Series 1 EF Johnson 5100 radios are getting a little old by this point but are available relatively economically on eBay et al.
The main drawbacks of these radios over a newer Series 4 or 6/ES series 5100:
- Older hardware revision and older components will have higher failure rate.
- Programming software has issues on Win10, but works with compatibility settings (see below)
- Poorer encryption support. A lot of the encryption is apparently implemented in software instead of a dedicated processor or DSP like newer radios. This isn’t a huge deal for Hams and casual users.
- If the batteries are original, they’re likely dead. To keep compatibility with chargers you can find used NiMH on eBay (choose ones with verified capacity on the listing) or search for “ntn8923” for after-market Motorola compatible. Chinese Lithium knockoffs are available but require separate janky wall-wart chargers which break sometimes — if you were super adventurous you could modify an existing charger to support Lithium (this post has a picture of the board). If you want lithium, you’ll probably want to stick with OEM or other quality equipment to avoid fire and get a new legit charger.
Other than that, these radios seem pretty amenable to Ham use (would never ever consider trying to run one of these Part 90 certified radios on GMRS or MURS ;).
Also FPP, once enabled, seems to reject entries above 450 MHz even if the RF deck supports 450-470. The feature was targeted at federal users in the 380-450 area.
The latest version of firmware for the 1.X radios is 1.18.15, with the updater available online pretty easily.
The PC Configure software for file version 5.8 is 184.108.40.206, also available online. It’s possible to modify the band limits using hex editing to support other frequencies. In testing, I was able to make a Version 4 5100 RX and TX into a service monitor around 485 MHz with perfect performance. Haven’t tried this on my Version 1 yet.
Two points regarding software compatibility:
- There are issues with PC Configure version 220.127.116.11 and modern computers. I had success with selecting the binary to Windows 98/ME compatibility mode (Right Click exe => Compatibility Mode). There were several scary access violation errors but the radio programmed just fine. Assuming you recently sold your Windows XP toughbook with dedicated RS-232 port, this is probably the best option.
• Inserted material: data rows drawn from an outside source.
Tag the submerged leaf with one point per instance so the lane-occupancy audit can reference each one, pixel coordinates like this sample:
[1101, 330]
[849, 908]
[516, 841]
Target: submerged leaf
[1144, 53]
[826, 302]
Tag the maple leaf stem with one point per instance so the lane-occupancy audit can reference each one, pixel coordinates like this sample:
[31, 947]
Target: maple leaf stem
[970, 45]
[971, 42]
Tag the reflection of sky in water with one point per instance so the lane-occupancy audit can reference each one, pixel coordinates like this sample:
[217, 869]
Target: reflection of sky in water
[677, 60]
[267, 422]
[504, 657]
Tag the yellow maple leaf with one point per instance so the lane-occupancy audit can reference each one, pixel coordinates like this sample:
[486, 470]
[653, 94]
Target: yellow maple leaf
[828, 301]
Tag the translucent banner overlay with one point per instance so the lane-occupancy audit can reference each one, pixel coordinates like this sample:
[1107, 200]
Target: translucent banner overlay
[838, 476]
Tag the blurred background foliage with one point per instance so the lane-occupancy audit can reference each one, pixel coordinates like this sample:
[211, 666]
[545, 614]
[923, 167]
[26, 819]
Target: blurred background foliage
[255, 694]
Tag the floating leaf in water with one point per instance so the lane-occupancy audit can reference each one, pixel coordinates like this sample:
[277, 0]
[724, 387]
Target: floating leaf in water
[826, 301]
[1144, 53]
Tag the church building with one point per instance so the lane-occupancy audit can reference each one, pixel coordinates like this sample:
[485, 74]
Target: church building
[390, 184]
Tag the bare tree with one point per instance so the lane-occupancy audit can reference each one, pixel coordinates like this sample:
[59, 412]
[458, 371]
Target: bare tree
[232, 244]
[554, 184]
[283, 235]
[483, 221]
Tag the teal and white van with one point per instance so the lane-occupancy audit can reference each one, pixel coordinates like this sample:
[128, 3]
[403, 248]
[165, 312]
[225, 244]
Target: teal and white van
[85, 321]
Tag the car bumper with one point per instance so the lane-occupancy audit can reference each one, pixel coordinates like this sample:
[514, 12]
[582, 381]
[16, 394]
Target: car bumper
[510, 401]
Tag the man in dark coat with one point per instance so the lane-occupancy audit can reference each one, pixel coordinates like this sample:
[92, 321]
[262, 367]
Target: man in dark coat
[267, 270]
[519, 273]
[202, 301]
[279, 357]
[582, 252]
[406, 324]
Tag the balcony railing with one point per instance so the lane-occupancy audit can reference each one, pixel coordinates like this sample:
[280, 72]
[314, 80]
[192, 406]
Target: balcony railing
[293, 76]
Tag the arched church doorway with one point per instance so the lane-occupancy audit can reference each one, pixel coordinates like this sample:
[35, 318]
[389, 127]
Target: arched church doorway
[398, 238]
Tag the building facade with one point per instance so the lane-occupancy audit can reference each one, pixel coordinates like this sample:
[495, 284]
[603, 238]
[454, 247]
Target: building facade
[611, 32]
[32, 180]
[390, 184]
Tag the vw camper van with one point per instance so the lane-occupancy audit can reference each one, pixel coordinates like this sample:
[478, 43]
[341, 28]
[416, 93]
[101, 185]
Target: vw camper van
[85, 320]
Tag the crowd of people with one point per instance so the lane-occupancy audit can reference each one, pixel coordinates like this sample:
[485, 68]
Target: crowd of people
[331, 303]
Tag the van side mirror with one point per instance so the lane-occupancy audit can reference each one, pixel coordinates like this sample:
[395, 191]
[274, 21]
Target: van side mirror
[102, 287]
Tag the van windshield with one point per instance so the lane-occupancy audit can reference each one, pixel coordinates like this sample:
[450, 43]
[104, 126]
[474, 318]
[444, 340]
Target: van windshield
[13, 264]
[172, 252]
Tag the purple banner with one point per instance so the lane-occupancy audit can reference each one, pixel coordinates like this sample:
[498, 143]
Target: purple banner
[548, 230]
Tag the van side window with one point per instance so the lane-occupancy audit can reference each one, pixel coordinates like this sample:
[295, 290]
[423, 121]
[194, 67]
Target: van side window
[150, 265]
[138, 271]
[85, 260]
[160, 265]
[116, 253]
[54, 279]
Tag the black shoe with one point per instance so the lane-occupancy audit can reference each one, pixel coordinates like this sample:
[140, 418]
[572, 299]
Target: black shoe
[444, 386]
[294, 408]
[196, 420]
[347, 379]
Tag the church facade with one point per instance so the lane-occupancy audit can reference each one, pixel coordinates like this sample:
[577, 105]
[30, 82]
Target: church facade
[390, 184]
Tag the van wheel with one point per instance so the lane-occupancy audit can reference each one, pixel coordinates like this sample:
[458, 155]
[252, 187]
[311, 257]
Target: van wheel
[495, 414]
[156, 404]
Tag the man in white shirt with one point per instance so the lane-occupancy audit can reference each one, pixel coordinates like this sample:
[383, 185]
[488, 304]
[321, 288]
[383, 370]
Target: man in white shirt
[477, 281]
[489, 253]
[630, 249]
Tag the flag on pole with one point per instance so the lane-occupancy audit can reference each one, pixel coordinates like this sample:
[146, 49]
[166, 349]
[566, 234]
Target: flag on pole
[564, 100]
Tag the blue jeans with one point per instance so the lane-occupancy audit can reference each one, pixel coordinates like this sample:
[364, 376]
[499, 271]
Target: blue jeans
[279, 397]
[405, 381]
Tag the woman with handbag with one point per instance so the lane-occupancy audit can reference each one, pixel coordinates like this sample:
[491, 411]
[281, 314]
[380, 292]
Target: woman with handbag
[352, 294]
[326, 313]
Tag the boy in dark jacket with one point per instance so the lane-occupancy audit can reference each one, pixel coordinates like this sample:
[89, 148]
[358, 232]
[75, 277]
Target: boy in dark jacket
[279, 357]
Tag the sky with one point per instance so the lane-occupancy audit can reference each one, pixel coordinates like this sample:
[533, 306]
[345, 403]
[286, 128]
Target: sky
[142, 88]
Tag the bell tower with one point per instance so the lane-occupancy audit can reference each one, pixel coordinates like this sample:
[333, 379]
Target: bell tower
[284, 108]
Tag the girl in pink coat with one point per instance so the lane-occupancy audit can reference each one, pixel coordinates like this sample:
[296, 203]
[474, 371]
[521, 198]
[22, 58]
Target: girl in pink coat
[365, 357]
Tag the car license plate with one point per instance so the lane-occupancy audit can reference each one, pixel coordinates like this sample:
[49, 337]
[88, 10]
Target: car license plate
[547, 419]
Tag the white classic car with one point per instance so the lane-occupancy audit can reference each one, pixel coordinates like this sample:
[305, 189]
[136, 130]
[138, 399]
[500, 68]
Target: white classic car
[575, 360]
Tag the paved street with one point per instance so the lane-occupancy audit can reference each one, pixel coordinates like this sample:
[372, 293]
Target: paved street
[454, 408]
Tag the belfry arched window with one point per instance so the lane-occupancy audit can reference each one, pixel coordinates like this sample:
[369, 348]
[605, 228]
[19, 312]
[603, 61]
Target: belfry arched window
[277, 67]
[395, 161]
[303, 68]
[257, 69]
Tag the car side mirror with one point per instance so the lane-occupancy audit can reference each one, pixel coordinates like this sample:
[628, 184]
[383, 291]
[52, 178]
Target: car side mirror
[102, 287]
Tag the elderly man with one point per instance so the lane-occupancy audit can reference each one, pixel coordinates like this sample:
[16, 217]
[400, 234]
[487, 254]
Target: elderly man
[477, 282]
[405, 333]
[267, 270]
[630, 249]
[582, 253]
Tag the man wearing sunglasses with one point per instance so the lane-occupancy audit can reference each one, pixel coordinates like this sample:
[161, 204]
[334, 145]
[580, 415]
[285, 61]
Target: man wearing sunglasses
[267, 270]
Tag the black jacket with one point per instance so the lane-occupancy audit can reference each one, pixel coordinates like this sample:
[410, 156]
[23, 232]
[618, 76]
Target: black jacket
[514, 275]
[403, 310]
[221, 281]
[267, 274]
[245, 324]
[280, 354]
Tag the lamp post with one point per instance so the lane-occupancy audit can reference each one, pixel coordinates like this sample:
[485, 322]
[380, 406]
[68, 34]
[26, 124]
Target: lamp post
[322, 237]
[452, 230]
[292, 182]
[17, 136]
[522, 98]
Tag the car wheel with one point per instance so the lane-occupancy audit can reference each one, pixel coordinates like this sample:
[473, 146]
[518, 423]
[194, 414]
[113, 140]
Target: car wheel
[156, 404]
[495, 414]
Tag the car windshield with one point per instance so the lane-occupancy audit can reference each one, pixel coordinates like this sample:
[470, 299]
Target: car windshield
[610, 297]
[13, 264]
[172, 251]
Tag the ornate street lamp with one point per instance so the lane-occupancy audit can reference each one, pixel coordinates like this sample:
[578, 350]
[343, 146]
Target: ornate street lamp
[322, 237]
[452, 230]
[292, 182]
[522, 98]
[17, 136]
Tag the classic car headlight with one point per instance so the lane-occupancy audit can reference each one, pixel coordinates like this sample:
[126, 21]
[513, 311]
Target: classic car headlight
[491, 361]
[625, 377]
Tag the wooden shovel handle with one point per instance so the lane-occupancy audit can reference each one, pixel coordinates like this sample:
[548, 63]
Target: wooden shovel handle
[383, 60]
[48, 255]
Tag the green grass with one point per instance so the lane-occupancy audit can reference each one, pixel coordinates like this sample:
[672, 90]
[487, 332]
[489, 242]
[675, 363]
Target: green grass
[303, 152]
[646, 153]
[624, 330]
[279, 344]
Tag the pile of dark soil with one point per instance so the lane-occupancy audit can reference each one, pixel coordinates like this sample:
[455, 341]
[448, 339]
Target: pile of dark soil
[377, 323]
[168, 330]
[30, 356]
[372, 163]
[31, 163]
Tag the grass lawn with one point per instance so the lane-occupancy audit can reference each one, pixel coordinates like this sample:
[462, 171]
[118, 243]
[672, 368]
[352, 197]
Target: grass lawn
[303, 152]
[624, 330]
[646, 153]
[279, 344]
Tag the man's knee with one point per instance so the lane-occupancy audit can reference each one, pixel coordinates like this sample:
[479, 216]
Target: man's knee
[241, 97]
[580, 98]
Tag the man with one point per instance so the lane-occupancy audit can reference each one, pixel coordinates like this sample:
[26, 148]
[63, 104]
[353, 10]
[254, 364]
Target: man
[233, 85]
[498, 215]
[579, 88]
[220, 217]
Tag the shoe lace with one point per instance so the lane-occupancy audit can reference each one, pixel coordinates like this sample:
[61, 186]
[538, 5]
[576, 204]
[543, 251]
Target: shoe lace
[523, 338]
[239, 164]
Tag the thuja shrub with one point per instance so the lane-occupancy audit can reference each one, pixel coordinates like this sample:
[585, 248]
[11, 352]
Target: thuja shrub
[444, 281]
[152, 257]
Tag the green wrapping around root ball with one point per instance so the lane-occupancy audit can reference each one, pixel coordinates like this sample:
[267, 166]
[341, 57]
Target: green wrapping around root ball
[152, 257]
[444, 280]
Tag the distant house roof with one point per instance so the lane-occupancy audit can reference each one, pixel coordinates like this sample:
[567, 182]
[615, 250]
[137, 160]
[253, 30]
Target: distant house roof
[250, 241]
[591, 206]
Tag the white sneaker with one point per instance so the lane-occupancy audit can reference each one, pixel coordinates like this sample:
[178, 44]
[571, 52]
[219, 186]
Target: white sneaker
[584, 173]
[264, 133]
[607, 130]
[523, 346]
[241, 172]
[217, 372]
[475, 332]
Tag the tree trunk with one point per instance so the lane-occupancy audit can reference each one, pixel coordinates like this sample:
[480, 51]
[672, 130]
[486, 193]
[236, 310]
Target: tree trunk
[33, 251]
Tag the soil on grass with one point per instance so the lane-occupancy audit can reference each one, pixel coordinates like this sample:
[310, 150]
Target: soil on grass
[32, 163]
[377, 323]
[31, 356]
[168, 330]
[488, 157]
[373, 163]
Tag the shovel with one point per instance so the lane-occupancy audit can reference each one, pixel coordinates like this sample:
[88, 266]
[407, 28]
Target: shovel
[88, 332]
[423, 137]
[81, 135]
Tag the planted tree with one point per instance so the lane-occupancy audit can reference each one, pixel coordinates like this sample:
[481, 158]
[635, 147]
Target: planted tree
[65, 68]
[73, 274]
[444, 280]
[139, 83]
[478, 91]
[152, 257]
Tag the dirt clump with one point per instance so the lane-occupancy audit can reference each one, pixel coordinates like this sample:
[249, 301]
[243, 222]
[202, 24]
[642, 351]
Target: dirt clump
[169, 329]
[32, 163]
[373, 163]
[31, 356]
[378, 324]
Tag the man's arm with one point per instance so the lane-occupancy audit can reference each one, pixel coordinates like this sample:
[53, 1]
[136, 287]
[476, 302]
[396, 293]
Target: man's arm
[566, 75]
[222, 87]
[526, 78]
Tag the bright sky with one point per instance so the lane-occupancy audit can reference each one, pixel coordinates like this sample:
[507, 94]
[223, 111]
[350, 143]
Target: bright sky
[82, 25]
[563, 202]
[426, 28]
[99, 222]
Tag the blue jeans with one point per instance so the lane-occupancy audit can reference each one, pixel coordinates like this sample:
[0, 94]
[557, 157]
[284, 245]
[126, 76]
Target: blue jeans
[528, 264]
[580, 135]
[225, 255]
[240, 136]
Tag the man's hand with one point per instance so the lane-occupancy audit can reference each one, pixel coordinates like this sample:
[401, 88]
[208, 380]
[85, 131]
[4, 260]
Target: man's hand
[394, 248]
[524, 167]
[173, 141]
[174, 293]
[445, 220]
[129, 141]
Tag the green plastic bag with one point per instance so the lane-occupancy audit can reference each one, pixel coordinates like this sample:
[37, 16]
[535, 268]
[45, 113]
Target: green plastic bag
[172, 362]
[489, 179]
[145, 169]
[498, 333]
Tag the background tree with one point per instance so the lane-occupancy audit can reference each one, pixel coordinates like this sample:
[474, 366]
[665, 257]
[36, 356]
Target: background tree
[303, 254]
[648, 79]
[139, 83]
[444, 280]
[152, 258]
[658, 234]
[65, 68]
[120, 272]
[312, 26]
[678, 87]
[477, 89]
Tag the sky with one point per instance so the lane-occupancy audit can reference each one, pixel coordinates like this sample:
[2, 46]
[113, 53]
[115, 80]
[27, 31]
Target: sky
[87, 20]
- USB-Serial adapter compatibility may be less-than-desirable. According to online, the USB-Serial adapter needs to support RS-485, not just RS-232. I was able to use my Pluggable USB-Serial adapter with the above compatibility settings.
I was able to program as well as use the 1.18.15 software update utility and PCConfigure with these settings, despite horrifying access violations periodically. The update process worked fine as well.
My rubber keys are feeling a little squishy. I have no doubt that a 2002-era radio may need additional TLC moving forward, perhaps capacitors. I’ll update if I have any problems.